Knew I wouldn't get in

I’m sure most of you, gentle readers, have dreamed about something you’ve read or watched just before falling asleep. I took a little trip down that path last week, dozing off while reading Mark Twain’s Captain Stormfield’s Visit to Heaven.
For anyone who is familiar with Twain (nee’ Samuel Langhorn Clemens) only from Huckleberry Finn or A Connecticut Yankee in King Arthur’s Court, there was much more to America’s premier satirist. Twain could be incredibly biting in his comments about anything from societal practices to the interpretation of scripture.

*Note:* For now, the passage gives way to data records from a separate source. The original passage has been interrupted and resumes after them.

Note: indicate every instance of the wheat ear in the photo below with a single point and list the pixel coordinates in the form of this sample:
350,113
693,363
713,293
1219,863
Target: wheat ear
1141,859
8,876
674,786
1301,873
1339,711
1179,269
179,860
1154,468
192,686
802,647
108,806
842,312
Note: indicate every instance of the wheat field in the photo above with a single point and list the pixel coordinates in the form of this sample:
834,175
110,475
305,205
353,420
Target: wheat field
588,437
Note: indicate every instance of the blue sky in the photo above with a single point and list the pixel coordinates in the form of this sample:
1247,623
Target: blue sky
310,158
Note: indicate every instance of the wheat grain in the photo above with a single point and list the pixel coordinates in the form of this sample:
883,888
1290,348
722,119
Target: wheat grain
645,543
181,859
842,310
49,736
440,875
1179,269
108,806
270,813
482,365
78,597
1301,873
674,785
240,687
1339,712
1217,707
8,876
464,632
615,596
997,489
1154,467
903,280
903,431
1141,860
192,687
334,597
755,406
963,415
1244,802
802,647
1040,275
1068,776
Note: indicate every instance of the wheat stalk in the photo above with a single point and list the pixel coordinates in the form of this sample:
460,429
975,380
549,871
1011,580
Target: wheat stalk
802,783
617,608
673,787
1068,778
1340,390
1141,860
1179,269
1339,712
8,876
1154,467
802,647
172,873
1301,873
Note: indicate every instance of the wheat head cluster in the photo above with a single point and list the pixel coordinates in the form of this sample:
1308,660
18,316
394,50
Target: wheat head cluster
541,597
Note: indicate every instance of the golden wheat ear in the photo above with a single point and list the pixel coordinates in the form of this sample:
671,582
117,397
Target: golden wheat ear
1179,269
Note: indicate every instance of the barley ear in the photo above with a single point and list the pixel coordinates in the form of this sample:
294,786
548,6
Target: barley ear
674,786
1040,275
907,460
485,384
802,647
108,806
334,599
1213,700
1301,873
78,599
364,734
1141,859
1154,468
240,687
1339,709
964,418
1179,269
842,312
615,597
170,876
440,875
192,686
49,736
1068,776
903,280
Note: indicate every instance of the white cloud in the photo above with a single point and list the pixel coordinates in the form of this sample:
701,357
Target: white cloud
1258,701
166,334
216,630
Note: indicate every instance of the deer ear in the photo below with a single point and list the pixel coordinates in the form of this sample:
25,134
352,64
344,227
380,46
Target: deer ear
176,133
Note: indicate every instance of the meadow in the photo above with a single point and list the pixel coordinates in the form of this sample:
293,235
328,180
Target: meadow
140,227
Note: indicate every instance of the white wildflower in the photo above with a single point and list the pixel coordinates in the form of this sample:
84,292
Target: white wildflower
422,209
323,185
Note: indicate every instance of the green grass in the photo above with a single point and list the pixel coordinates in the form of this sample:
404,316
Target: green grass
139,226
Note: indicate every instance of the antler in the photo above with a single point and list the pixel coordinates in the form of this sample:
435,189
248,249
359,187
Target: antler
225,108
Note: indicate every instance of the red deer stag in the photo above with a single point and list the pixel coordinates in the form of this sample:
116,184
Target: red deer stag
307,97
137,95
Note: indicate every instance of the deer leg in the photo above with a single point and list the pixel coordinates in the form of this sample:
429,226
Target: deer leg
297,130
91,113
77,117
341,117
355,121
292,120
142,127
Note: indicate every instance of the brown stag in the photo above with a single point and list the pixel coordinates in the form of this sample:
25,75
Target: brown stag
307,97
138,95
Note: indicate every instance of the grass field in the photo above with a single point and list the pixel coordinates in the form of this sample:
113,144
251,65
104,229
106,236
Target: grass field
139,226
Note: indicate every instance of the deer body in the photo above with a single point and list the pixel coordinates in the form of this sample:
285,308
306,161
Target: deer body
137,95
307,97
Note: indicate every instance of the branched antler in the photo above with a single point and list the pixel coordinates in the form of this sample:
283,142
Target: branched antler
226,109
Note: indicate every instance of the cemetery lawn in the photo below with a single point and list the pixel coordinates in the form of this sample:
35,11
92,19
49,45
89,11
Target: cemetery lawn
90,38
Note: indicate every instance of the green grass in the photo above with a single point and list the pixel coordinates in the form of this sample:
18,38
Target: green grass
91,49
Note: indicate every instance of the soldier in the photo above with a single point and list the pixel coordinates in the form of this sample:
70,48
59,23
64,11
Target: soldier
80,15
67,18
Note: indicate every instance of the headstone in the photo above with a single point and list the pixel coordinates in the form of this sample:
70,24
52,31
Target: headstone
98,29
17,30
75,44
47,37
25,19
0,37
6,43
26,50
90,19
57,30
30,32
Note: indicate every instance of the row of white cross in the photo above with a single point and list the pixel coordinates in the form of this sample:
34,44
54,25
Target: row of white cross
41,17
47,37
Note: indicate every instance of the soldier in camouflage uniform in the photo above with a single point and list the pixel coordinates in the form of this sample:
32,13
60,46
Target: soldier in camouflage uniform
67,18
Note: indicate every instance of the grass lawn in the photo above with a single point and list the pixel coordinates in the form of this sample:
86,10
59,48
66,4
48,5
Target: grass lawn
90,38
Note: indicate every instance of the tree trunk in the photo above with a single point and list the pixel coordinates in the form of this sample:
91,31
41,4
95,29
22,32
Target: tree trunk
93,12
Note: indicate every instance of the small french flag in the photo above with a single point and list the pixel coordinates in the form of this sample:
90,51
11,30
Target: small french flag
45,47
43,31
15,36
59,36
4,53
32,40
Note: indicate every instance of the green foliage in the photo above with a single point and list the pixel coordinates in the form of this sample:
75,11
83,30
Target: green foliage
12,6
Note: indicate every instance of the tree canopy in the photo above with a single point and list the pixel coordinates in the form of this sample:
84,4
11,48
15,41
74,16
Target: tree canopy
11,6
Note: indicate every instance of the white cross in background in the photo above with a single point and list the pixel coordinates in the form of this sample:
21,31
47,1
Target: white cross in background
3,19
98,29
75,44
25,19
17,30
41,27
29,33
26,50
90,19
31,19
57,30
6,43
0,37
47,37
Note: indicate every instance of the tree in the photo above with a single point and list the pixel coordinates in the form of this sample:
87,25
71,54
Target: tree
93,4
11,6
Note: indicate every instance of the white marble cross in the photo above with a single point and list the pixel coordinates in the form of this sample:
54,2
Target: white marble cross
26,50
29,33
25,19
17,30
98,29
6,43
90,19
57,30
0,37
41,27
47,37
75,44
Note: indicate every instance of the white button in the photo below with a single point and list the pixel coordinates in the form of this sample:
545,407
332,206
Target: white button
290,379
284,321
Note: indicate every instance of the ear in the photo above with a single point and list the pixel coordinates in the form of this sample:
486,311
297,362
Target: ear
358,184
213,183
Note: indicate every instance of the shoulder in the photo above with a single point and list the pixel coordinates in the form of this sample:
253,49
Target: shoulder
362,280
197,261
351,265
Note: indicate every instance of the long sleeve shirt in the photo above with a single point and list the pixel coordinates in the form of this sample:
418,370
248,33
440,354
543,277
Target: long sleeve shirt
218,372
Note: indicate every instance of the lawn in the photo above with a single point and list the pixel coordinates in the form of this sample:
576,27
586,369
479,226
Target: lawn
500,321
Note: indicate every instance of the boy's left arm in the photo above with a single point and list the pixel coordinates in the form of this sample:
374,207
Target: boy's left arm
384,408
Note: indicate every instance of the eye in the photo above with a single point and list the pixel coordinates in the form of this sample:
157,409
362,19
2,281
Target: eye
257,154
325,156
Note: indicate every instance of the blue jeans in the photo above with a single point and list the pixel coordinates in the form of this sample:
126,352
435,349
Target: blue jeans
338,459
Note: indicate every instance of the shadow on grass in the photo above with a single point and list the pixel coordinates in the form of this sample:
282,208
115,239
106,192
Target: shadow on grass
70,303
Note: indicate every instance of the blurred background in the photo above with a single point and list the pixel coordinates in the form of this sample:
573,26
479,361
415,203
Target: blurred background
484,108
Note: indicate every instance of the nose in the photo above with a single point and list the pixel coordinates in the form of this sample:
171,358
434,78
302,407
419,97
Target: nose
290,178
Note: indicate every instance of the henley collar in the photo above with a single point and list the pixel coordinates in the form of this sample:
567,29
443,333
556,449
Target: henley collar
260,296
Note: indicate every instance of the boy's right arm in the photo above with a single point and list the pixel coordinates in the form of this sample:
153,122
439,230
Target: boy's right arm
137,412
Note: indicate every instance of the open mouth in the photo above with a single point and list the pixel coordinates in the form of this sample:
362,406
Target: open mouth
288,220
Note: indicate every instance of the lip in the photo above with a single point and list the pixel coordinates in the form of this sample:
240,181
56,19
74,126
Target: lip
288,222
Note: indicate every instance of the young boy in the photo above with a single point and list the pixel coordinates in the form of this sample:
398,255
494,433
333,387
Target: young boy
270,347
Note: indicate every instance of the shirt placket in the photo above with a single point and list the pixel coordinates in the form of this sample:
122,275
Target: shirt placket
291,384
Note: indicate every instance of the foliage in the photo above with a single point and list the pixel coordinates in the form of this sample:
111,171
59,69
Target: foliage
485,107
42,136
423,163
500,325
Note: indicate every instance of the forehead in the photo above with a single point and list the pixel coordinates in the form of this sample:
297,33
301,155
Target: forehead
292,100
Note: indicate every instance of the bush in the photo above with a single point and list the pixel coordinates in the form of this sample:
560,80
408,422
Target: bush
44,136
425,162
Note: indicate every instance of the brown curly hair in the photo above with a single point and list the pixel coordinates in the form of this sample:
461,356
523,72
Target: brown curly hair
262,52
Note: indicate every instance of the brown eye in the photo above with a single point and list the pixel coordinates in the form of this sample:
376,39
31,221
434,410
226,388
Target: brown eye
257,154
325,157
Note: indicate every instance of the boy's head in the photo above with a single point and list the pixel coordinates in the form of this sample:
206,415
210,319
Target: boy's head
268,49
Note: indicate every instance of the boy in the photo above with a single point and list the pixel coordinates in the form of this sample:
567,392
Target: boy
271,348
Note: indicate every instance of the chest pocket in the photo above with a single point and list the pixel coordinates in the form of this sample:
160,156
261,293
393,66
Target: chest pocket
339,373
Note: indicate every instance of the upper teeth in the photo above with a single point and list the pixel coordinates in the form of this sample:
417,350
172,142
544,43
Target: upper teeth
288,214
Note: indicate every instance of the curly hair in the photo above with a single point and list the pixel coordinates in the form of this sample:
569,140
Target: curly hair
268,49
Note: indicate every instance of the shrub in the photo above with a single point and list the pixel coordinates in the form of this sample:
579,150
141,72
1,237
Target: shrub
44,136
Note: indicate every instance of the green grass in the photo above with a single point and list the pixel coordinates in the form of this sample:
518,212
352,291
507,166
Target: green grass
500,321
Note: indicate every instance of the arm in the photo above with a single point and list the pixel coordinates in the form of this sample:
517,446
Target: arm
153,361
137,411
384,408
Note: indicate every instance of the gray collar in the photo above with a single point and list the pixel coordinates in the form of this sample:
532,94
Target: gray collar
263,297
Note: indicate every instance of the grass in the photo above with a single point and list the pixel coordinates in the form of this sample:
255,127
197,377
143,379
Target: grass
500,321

In Captain Stormfield’s Visit to Heaven, Twain voices his views on what the after life is really like as opposed to the “halos, harps and hymn books” picture painted by the popular clergy of his time. The edition I was reading also contains some fragments of unpublished pieces Twain never finished. One of these is Twain’s musings about his own approach to the pearly Gates. As he arrives, a back woods country preacher from Texas shows up at the same time. Twain says this guy was hollering and hosannahing to beat the band. The preacher got in, despite all of St. Peter’s efforts to find something irregular about his pass, but within a week the Texas preacher had the place all to himself as everybody else left to find a more peaceful eternity.
This was the piece I was reading as I fell asleep. In my dream, I was in a line of the recently deceased, awaiting inspection of our credentials before being allowed admittance to paradise. In front of me were a real estate salesman, a lawyer and a television evangelist.
The real estate agent had some problems to start with because he kept asking St. Peter if he owned his own home. The keeper of the keys to heaven just couldn’t convince the guy that there was no private property in paradise.
“But how do you accrue equity?” the salesman asked.
“We don’t,” replied St. Peter, “we don’t need it.”
“That’s ridiculous!” said the salesman, “You can’t insure yourself of a worry free future if you don’t own property.”
“Shows how much you know,” said St. Peter. “You should have spent more time in Sunday school and less with your nose stuck in the classified section of the newspaper. But your papers are in order, so you can go in.”
“Fine,” said the salesman, “But I’m gonna shake things up around here.”
“Sure you are,” said the head apostle with more than a hint of sarcasm in his voice. “You and every other know-it-all who has come this way.”
When the lawyer stepped up and presented his credentials, St. Peter looked them over, then it was some time before he could control his laughter. “What in the world were you thinking?” St. Peter asked. “Do you realize there isn’t a single lawyer in all the vast realm of heaven?”
“Any married ones?” the barrister asked hopefully.
“This is hardly the time for jokes, buster,” the gatekeeper scowled. “What made you think you’d get into heaven? You haven’t told the complete truth about anything since you were 18 years old.”
“But that was my job,” the lawyer whined. “I didn’t make the rules, I just followed them. I just used the talents God gave me.”
“And I suppose somebody forced you to line your own pockets in the process,” St. Peter snarled. “Tell you what. You go back and live a couple of lifetimes as a nun. Sometimes the boss looks favorably on that kind of thing.”
The lawyer was disappointed, but it was better than spending eternity in hell.
Up stepped the evangelist, full of confidence.
“Oh, yeah. I know you,” St. Peter said. “Played kind of fast and loose with the interpretation of scripture, didn’t you? Especially when it came to getting people to send you money.”
“I spoke as the Lord gave me wisdom to speak,” the evangelist said, neatly dodging the question.
“I’ll just bet you did,” said St. Peter. “But go on in, God has a spot for you in the accounting department.”
The evangelist was a bit down hearted as he passed through the Pearly Gates, because he had been sure God would have wanted him somewhere near the throne to help Him make important decisions.
I stepped up to St. Peter, with very low expectations. He looked over my papers and asked, “What kept you? We thought somebody would have shot you a long time ago.”
The only thing I could think of to say was, “Just lucky I guess.”
“Well, your luck just ran out, sport,” said the saint with no small amount of satisfaction. “You don’t get in.”
“I expected as much,” I said. “But if the real estate salesman and the tv preacher are in there, and you’re going to let the lawyer in, I probably wouldn’t have liked it anyway.”
“You see, that’s you’re problem right there,” St Peter commented. “Always rationalizing. But don’t worry about it too much. I understand your place in eternity is all ready for you. Nicely shaded, relatively cool, and not too near the furnace.”